The business models of major online taxi aggregators may be headed for a test in India.
On April 6, the southern Indian state of Karnataka announced a ban on surge pricing—the practice of raising fares when demand for taxis is higher than supply. The new law said that online cab-hailing services such as Ola and Uber cannot charge more than Rs19.50 per kilometer for an air-conditioned taxi and Rs14.50 for a non air-conditioned one in the state.
The move could hurt Ola and Uber who often make between two and four times more money on a ride if supply is short. Karnataka’s capital city Bengaluru—India’s technology hub—is a major market for the two taxi aggregators.
The law may be replicated in other Indian states. Maharashtra is already considering a similar ban, the Business Standard newspaper reported.
Ola and Uber did not immediately respond to queries from Quartz.
Surge pricing is an effective tool for companies to make the most out of a supply-demand mismatch. The practice is not new to India and taxi aggregators are certainly not the first ones to use it.
The most common and widely-accepted example of surge pricing in India is in the aviation sector.
Airfares are often determined by supply and demand on a particular route during a given hour. On Feb. 21, for instance, when the Delhi-Chandigarh highway was blocked by protesting members of the Jat community, airfares between the two cities skyrocketed to around Rs99,000 for a few hours during the day.
Even as the government keeps a tab on any such unusual spurt, surge pricing has not been banned in aviation. So, the Karnataka government’s move has come as a bit of a surprise.
Karnataka’s transport minister Ramalinga Reddy told The Economic Times that the state had taken the decision to ensure competitive fares between online and offline taxi players.
But some see this as an attempt to meddle in an area that the government does not entirely understand.
“I think the (Karnataka government’s) policy is misdirected. Surge pricing is not an exploitative pricing mechanism. It can be beneficial for the whole system,” said Kartik Hosanagar, professor at the University of Pennsylvania’s Wharton School.
Peak pricing dissuades those for whom the trip is not urgent from making it, and helps “smooth out demand and ensures a better match between supply and demand,” explained Hosanagar, whose research work focuses on the digital economy.
“Overall, I think governments should be careful about getting into things they don’t understand. If other governments follow suit, this could hurt a very effective mechanism for matching supply and demand and also lead to higher prices during non-peak hours.”
But some believe there is a need for more transparency in the system.
A surge price of three-to-four times the normal during office hours in Bengaluru, Delhi or Mumbai is not uncommon. But surge pricing is often not limited to the typical peak traveling hours.
In January this year, a Bengaluru resident was reportedly charged three times the normal for a ride to the airport at 5:15 am—typically not a busy traffic hour. The passenger paid Rs2,767 ($41.6) for the 50-kilometer journey—an average of over Rs55 per kilometer.

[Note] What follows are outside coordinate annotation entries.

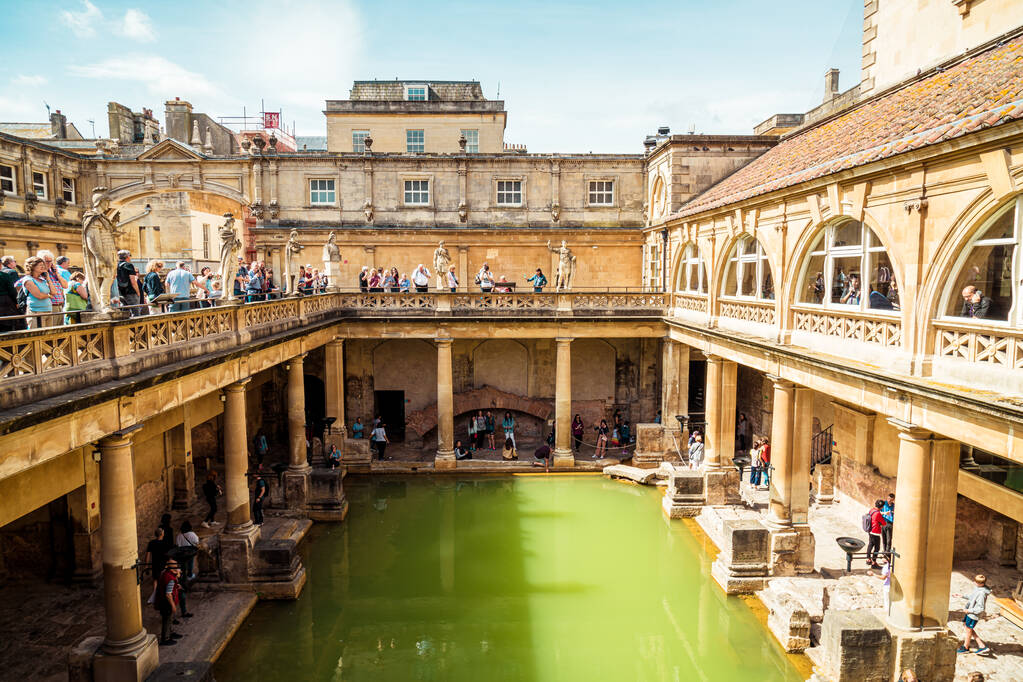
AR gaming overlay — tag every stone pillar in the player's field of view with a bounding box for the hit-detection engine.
[701,356,740,505]
[888,419,960,680]
[93,426,160,681]
[766,376,814,576]
[434,338,455,469]
[553,336,575,467]
[323,338,348,439]
[284,353,312,509]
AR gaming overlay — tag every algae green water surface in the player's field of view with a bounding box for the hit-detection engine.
[215,475,802,682]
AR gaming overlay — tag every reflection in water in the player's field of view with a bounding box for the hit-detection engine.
[215,476,801,682]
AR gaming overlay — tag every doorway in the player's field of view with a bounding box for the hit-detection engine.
[373,391,405,443]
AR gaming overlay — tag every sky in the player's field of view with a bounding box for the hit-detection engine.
[0,0,863,153]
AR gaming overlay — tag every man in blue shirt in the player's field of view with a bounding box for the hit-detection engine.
[167,261,195,313]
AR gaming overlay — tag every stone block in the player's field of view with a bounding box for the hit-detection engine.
[820,610,892,682]
[661,469,704,518]
[711,519,769,594]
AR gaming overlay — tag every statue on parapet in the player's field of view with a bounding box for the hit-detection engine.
[547,239,576,291]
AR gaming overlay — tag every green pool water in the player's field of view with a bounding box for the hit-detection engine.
[214,475,802,682]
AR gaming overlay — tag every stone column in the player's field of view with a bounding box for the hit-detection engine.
[434,338,455,469]
[224,378,253,533]
[323,338,348,439]
[766,376,814,576]
[888,419,960,680]
[93,426,160,680]
[284,353,312,509]
[553,336,575,467]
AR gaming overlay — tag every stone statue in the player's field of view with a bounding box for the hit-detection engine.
[220,213,241,301]
[82,187,120,315]
[284,230,305,293]
[434,239,451,289]
[547,239,575,291]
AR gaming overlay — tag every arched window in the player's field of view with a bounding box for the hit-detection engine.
[944,197,1023,323]
[721,237,774,301]
[677,241,707,293]
[798,220,899,310]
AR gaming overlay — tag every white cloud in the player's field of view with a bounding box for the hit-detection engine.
[60,0,103,38]
[10,74,46,88]
[117,9,157,43]
[71,54,217,99]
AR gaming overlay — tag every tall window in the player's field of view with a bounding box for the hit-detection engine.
[721,237,774,301]
[352,130,369,153]
[944,197,1023,324]
[32,172,49,199]
[405,180,430,206]
[589,180,615,206]
[309,179,337,206]
[678,241,707,293]
[60,178,75,203]
[461,129,480,154]
[0,166,17,194]
[798,220,899,310]
[497,180,522,206]
[405,130,427,154]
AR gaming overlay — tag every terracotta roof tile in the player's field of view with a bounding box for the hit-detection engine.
[675,36,1023,217]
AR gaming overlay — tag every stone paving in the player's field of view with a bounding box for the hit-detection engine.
[699,482,1023,682]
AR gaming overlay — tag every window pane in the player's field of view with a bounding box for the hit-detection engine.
[832,256,862,306]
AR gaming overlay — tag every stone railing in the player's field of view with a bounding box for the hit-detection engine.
[718,301,777,325]
[934,319,1023,369]
[793,306,902,348]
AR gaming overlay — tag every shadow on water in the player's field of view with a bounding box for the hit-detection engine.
[215,476,802,682]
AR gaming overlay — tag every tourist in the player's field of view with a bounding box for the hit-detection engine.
[117,248,148,315]
[690,431,704,469]
[533,444,550,471]
[203,469,224,528]
[142,527,167,604]
[881,493,895,553]
[64,272,89,324]
[572,414,585,455]
[593,419,611,459]
[19,256,53,329]
[174,519,199,580]
[955,575,991,653]
[526,268,547,293]
[501,438,519,459]
[476,263,494,293]
[167,261,195,313]
[0,256,25,331]
[863,500,887,569]
[36,248,68,326]
[253,471,270,526]
[736,412,750,452]
[501,411,519,448]
[155,559,181,646]
[369,421,391,459]
[412,263,430,293]
[142,261,164,315]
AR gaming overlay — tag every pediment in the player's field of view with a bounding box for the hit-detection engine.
[135,138,206,161]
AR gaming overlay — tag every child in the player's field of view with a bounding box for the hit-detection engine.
[955,575,991,653]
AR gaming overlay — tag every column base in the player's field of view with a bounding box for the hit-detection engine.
[434,450,458,471]
[701,467,742,506]
[68,630,160,682]
[550,448,575,469]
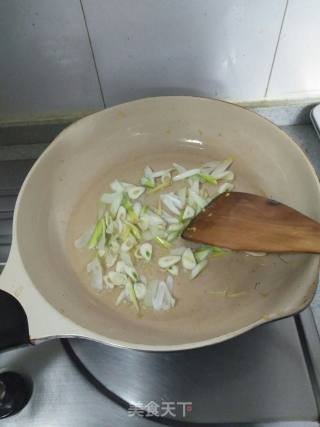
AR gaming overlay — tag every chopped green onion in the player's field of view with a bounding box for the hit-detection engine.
[88,219,104,249]
[154,236,172,249]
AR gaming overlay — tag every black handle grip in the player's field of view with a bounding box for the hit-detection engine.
[0,290,30,351]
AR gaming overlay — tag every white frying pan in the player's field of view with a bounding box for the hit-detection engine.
[0,97,320,351]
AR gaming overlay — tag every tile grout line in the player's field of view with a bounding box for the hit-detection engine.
[79,0,106,108]
[264,0,289,98]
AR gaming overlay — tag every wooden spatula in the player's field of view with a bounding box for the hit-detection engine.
[182,192,320,253]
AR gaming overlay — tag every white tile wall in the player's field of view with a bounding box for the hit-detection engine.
[83,0,286,105]
[0,0,103,119]
[267,0,320,99]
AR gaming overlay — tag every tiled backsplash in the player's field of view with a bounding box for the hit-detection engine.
[0,0,320,121]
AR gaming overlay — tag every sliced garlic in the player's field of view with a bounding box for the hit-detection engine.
[181,248,197,270]
[182,206,195,219]
[167,264,179,276]
[158,255,181,270]
[172,168,200,182]
[139,243,152,262]
[107,271,128,286]
[133,282,147,299]
[127,185,146,200]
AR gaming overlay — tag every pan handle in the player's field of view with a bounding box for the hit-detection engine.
[0,290,30,351]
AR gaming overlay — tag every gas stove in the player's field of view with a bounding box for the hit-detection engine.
[0,121,320,427]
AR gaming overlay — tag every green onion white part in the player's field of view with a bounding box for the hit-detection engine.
[74,159,249,311]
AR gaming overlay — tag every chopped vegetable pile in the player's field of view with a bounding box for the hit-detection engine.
[75,160,234,311]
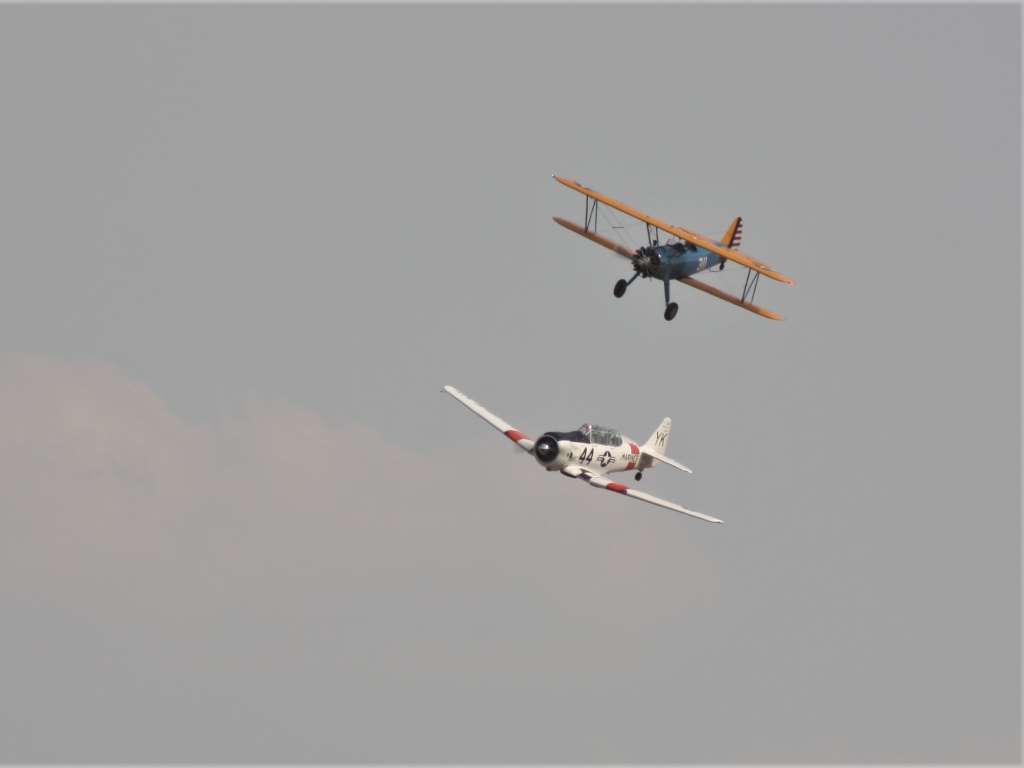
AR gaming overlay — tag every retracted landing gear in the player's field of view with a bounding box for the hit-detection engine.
[611,272,640,299]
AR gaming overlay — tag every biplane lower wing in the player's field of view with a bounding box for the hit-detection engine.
[554,176,794,286]
[678,278,782,319]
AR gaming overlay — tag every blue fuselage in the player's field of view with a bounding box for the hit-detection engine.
[651,243,723,280]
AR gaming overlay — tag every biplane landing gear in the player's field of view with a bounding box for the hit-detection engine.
[611,272,640,299]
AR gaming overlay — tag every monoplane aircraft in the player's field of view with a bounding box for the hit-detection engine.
[554,176,793,321]
[444,386,722,522]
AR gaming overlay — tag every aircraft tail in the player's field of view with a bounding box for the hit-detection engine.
[722,216,743,248]
[643,416,672,454]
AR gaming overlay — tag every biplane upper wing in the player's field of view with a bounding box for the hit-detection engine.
[554,176,794,286]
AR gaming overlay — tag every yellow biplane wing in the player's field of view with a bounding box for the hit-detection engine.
[554,216,782,319]
[554,176,794,286]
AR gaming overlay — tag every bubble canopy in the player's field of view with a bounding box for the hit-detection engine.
[545,424,623,445]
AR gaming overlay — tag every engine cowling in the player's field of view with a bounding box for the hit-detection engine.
[534,434,568,470]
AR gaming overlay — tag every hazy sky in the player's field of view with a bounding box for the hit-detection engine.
[0,4,1021,763]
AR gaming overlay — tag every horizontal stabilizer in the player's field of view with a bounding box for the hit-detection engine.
[641,446,693,474]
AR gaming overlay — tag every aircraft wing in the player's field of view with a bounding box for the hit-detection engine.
[640,447,693,474]
[552,216,634,259]
[554,176,794,286]
[587,474,722,522]
[678,278,782,319]
[444,385,534,453]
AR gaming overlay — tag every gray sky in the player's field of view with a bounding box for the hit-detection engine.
[0,5,1021,763]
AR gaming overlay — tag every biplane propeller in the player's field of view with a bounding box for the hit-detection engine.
[554,176,794,321]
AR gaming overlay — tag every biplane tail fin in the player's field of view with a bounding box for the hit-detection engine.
[641,416,672,454]
[722,216,743,248]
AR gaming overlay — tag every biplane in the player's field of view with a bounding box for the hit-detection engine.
[554,176,794,321]
[444,386,722,522]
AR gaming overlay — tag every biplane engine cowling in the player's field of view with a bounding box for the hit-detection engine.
[633,246,662,274]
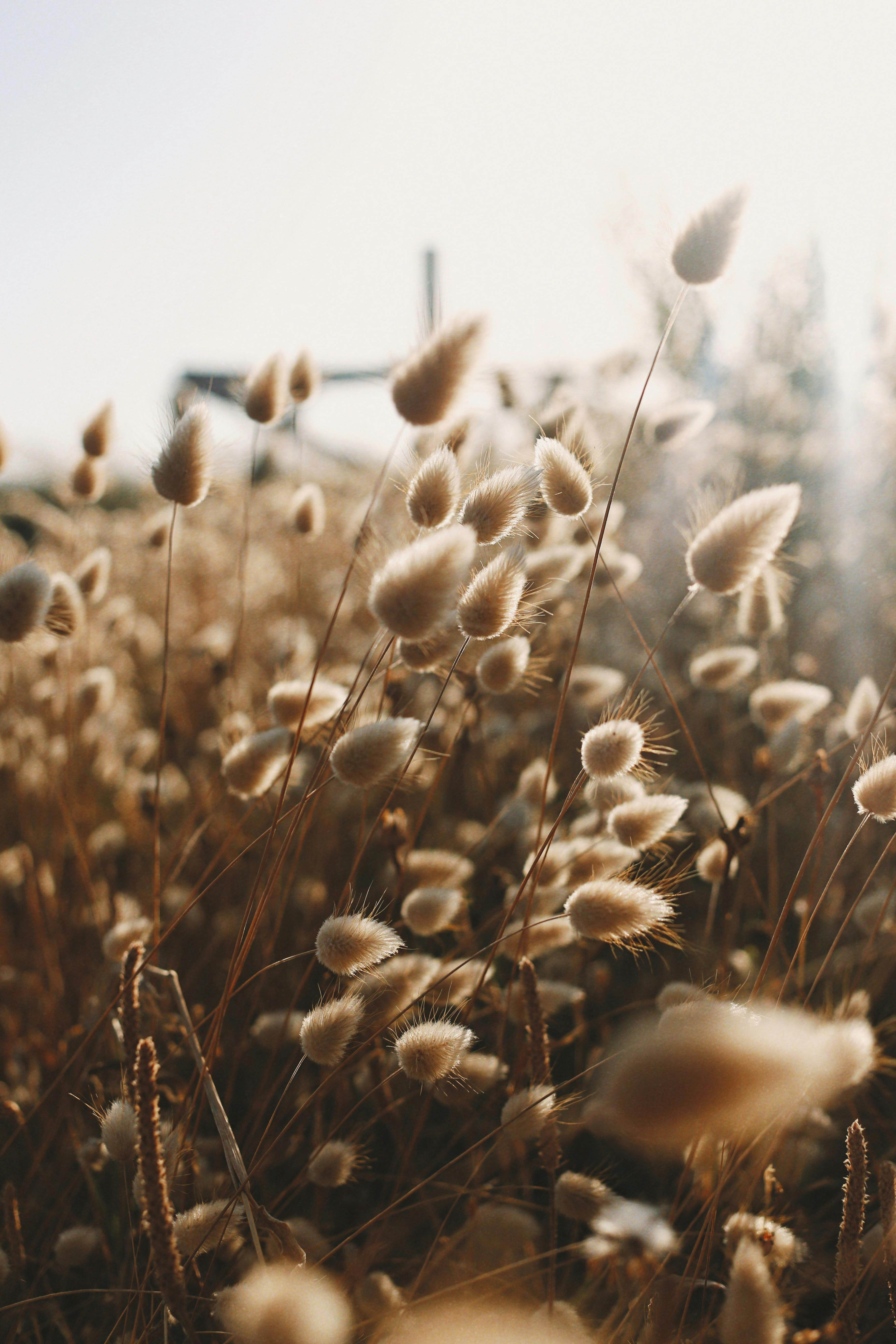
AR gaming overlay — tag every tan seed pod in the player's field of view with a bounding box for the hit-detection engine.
[719,1238,787,1344]
[267,676,348,730]
[392,317,485,425]
[220,728,293,798]
[645,401,716,452]
[152,402,212,508]
[0,560,52,644]
[688,644,759,691]
[844,676,885,738]
[476,634,531,695]
[43,574,85,640]
[738,564,784,640]
[289,350,321,406]
[853,755,896,821]
[330,719,423,789]
[395,1022,476,1083]
[402,887,466,938]
[461,466,540,546]
[672,190,747,285]
[289,481,326,540]
[501,1083,556,1144]
[301,994,364,1068]
[243,355,286,425]
[314,914,404,976]
[407,448,461,527]
[556,1172,610,1223]
[308,1138,357,1190]
[685,484,802,597]
[582,719,644,780]
[457,547,525,640]
[607,793,688,849]
[81,402,113,457]
[368,524,476,640]
[750,680,831,735]
[563,878,674,943]
[535,438,592,518]
[71,546,112,606]
[71,454,106,504]
[215,1263,353,1344]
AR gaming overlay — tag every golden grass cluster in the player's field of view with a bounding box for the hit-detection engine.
[0,195,896,1344]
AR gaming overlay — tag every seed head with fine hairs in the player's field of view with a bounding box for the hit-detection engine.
[457,547,525,640]
[392,317,484,425]
[685,485,802,597]
[330,719,423,789]
[853,755,896,821]
[0,560,52,644]
[535,438,592,518]
[369,524,476,640]
[461,466,540,546]
[81,402,113,457]
[152,401,212,508]
[220,728,293,798]
[582,719,645,780]
[289,350,321,406]
[395,1020,476,1083]
[563,878,674,943]
[289,481,326,540]
[672,190,747,285]
[137,1036,187,1320]
[43,574,85,640]
[243,355,286,425]
[476,634,531,695]
[301,994,364,1068]
[314,914,404,976]
[407,448,461,528]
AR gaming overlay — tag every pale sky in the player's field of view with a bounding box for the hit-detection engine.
[0,0,896,473]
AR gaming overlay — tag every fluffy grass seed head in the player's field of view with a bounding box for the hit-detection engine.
[243,355,286,425]
[71,453,106,504]
[289,481,326,540]
[0,560,52,644]
[81,402,113,457]
[289,350,321,406]
[402,887,466,938]
[461,466,540,546]
[71,546,112,606]
[563,878,674,943]
[607,793,688,849]
[43,574,85,640]
[301,994,364,1068]
[685,484,802,597]
[330,719,423,789]
[220,728,293,798]
[582,719,645,780]
[392,317,485,425]
[99,1097,137,1162]
[267,676,348,730]
[645,401,716,452]
[215,1261,353,1344]
[308,1138,357,1190]
[395,1020,476,1083]
[457,547,525,640]
[407,448,461,528]
[314,914,404,976]
[853,758,896,821]
[535,438,592,518]
[368,523,476,640]
[688,644,759,691]
[152,401,212,508]
[476,634,531,695]
[672,188,747,285]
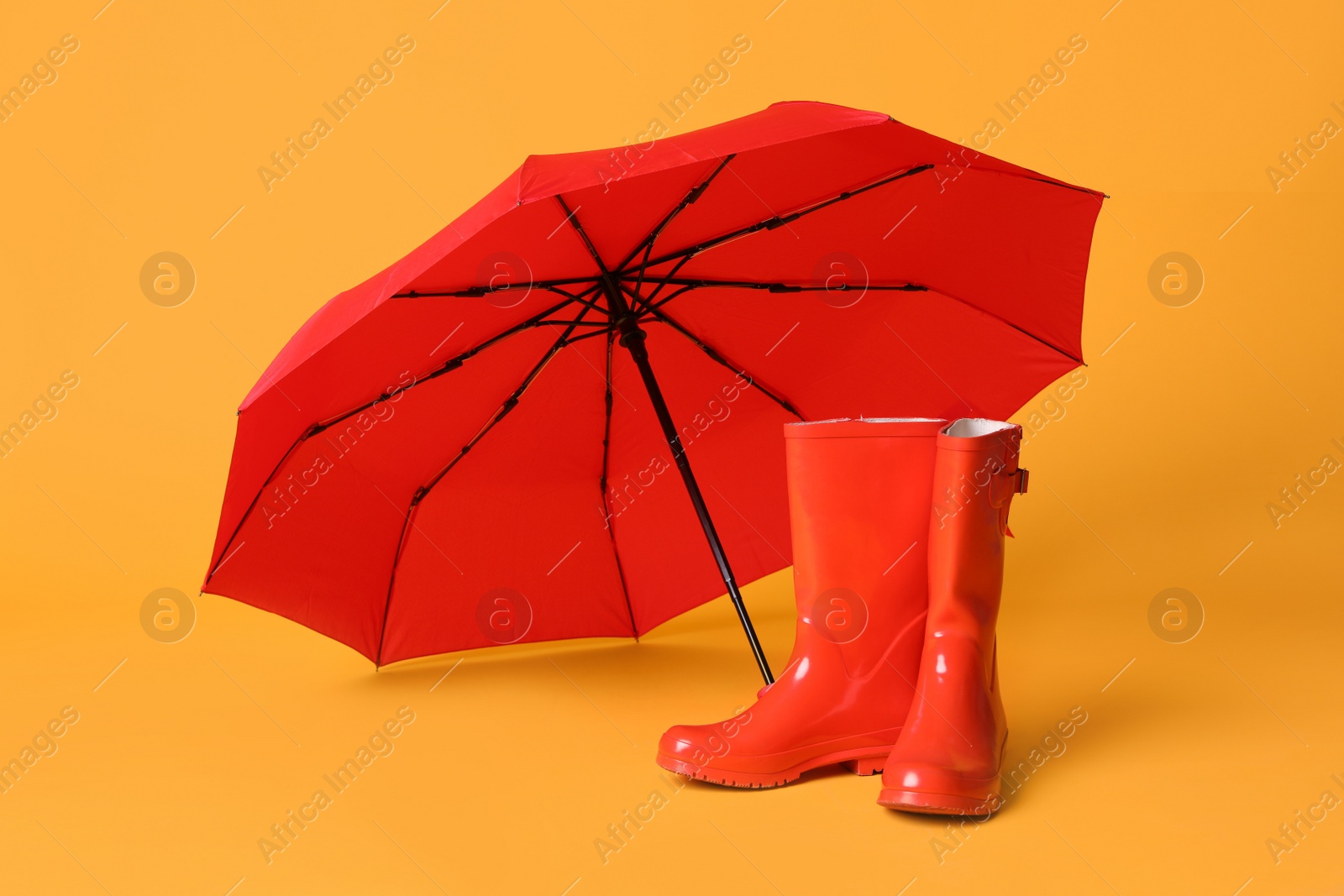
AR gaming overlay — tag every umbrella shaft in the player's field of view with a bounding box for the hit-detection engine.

“Who knows how these companies are arriving at surge pricing? They need to tell the government clearly about the mechanics behind how surge pricing is calculated on their platforms,” said Sanchit Vir Gogia, chief analyst at research and advisory firm, Greyhound Research. “How do we know if their practices are fair and true?”
The Karnataka government’s decision, Gogia added, will help “establish a strong foundation for ride-hailing businesses in the long run.”